London house prices
House prices in London are soaring well ahead of the UK average Reuters

London's house prices soared 12% across the year to October amid fears the UK is blowing a housing bubble.

According to the Office for National Statistics (ONS), house prices rose in all UK regions at an average of 5.5% in the twelve months to October, up from September's 3.8% and the highest reading in over three years. Excluding London and the South East, UK house prices lifted 3.1%.

Demand has been fuelled by mortgage-easing schemes such as Funding for Lending and Help to Buy, while new housing supply is still falling well short of what is needed.

Critics of government efforts to stimulate mortgage lending say without bolstering supply they risk inflating a house price bubble, as values race ahead of earnings and expose highly leveraged homeowners to the sudden shock of rising interest rates.

However others say there is much slack in the housing market as prices in many regions are below their 2008 peaks. They also say the market fundamentals are strong, so talk of a bubble is premature.

A study by Warwick Business School found that most UK regions are probably experiencing a housing bubble.

The research by Professor James Mitchell, head of Warwick Business School's Economic Modelling and Forecasting Group, measured house prices against earnings.

He then calculated the probability of a bubble and found that house prices in ten out of 13 regions are higher than historically affordable values.

According to the study, London is most at risk with a 93% probability it is experiencing a house price bubble. Second is Wales, at 83%. The only three regions probably not in a bubble are Northern Ireland, the East of England, and Scotland.

"The results raise the risk, although not the certainty, that house prices will fall, although predicting the timing and manner of any fall is even harder than identifying the presence of a bubble," said Professor Mitchell.
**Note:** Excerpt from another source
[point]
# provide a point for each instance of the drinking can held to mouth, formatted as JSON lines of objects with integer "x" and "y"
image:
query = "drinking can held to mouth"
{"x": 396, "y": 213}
"But a bubble it appears to be and we should all - householders, business people and policymakers alike - be alert to this risk."

Property developer Nick Candy, who was behind the One Hyde Park luxury development that claims to be the most expensive block of flats in the world, warned that supply in the capital's prime locations was possibly getting ahead of itself.
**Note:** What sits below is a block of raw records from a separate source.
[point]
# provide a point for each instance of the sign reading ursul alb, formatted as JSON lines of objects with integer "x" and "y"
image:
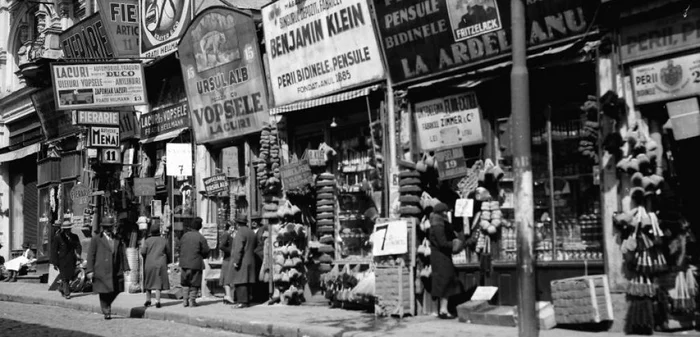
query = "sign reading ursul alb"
{"x": 318, "y": 47}
{"x": 224, "y": 80}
Foreign investment in central London property, considered a recession-proof asset class, has driven up house prices in the area and surrounding boroughs.

In an interview with The Times, Candy highlighted seven developments in Mayfair alone with an average sales price of £20m for the more than 200 new apartments being created.

"There is risk that if these schemes are not differentiated enough or do not gauge the needs of their target buyers correctly, there will not be enough demand," said Candy.

He added that buyers could "start playing developers off" to force down prices and that there is "no proof" that the demand exists for the number of flats being built in Mayfair.